Household name in racing
While the general public might be unfamiliar with the University of Northwestern Ohio, the school is a household name in the racing and automotive industries, populating the workforce with thousands of employees.
“There’s a reason we’re so involved with racing organizations,” Jarvis said. “Because our graduates do such a good job. They will hire UNOH graduates. On a NASCAR weekend, where Truck, Xfinity, and Cup are racing, we’ll have over 100 graduates working on those teams at the track with hundreds more back at the shops. The ones that don’t get a job don’t want a job.”
The path is similar to Ohio State sending players to the NFL. When a university has cache and a reputation of producing quality players (or workers), the highest levels of that industry will want a particular school’s graduates.
UNOH has signage at NASCAR tracks around the country. But the UNOH Fan Zone at Daytona International Speedway is a marketing bonanza. The university, the official education partner of Daytona, estimates it gets $2.4 million in exposure, with UNOH logos clearly visible throughout the track and on TV. Forty-five students attend Speedweeks, putting on demonstrations, networking with race teams and companies, and talking to prospective students.
“You can’t go to Speedweeks without seeing UNOH everywhere,” Jarvis said. “I could go on and on with success stories. We’ll give you an education so you can go on your chosen career path.”
If you doubt UNOH’s appeal and pull, sit down with Jarvis and Becker for a couple minutes. Becker had multiple Canadians in his graduating class and a student from Stockholm, who discovered UNOH on the internet. He booked a flight to the United States the next day and enrolled the ensuing fall.
Becker estimates he travels full-time eight months of the year, visiting every corner of the country and race tracks from New Hampshire to California to unearth the next crop of UNOH students. He’s quick to tell parents that he knows it sounds too good to be true, but if they would just visit campus, reality would creep in.
Holley is an example of someone who was familiar with UNOH, but couldn’t believe it when he took a blind tour on his own. The 28-year-old Nelsonville, Ohio, native is a non-traditional student, choosing to work in construction after graduating high school because it paid good money. But it wasn’t enjoyable and a shoulder injury pushed him to look for something else.
Now he’s set to graduate in fall 2021, with the goal of working in sales for a performance parts company.
“I’d been aware of UNOH for a long time,” Holley said. “I finally looked around the racing industry and all the money that gets spent in it. Someone is making money off of all of that, and I figured it might as well be me.
“I was shocked [when I visited]. I hadn’t talked to an admissions rep or anything. When you take a tour, for a gearhead, every corner you turn is like heaven.
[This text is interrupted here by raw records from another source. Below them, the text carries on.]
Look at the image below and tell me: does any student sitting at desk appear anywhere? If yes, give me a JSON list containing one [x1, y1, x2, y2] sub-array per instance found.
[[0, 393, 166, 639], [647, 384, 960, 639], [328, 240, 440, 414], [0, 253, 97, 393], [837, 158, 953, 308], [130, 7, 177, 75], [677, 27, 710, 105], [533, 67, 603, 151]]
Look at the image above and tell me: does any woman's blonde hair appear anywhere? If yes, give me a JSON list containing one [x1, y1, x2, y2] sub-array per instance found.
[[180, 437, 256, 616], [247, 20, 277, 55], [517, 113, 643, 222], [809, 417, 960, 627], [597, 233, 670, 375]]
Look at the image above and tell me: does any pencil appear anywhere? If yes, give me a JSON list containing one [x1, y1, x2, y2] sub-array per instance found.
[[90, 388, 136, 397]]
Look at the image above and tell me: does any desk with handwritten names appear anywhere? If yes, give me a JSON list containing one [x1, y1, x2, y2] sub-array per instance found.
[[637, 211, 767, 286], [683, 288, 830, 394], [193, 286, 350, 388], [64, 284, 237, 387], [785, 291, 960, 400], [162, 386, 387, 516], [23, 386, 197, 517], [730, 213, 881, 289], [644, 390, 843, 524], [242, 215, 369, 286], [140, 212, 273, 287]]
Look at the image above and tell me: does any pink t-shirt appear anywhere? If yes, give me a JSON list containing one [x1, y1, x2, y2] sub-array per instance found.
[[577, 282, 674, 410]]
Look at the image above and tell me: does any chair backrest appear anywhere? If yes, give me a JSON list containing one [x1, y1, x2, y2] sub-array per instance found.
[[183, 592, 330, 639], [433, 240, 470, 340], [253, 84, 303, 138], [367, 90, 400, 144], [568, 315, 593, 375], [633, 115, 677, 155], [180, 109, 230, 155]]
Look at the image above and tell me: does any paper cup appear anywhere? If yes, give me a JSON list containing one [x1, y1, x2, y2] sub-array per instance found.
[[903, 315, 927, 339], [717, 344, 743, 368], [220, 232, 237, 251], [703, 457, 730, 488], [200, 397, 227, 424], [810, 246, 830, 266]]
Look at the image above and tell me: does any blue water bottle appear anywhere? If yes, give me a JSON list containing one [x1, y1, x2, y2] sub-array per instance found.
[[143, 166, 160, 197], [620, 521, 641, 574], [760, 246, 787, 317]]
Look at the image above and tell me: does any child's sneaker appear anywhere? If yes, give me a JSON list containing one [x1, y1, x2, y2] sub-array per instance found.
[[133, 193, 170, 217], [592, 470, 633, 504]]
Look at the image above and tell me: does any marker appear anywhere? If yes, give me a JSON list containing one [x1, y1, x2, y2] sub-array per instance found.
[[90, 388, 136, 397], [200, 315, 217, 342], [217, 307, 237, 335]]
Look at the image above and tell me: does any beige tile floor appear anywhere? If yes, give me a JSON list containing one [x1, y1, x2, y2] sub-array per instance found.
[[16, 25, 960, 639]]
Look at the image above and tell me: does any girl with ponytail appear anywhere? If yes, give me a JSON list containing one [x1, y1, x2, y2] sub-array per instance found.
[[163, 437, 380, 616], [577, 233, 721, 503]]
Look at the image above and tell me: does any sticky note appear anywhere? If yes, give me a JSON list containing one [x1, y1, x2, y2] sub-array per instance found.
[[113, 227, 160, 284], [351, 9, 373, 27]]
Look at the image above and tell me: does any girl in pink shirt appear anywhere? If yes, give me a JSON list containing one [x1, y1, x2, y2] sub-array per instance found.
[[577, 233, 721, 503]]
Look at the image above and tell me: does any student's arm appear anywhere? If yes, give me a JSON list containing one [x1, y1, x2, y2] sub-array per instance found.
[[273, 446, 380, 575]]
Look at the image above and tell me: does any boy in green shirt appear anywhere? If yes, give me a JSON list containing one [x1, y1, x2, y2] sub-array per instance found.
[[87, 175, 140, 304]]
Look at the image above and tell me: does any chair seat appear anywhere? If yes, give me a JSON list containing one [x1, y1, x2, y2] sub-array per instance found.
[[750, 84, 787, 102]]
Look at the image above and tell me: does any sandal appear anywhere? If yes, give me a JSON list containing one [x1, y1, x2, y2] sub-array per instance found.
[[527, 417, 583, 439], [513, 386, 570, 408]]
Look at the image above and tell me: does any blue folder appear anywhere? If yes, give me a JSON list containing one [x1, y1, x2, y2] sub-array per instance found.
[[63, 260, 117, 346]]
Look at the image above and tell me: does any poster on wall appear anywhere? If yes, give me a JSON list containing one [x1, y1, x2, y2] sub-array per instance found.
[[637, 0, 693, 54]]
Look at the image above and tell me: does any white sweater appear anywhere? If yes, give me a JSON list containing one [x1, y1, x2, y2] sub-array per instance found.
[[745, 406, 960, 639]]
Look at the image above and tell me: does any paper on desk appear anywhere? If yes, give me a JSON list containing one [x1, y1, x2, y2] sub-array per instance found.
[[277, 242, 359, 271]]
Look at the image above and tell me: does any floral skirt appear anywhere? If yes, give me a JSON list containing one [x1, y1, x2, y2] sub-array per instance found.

The moment I took the tour, I knew I was enrolling.”
Robotics and green initiatives are the next growth segment in the automotive industry, Jarvis said. One way or another, UNOH will be at the forefront.
“We’ve got good people,” he said. “You know why we’re successful? It’s because of the people. Any business is only as successful as the people that work at it. We’re blessed to have many great employees who care and want to see us succeed and, more importantly, want to see our graduates succeed.”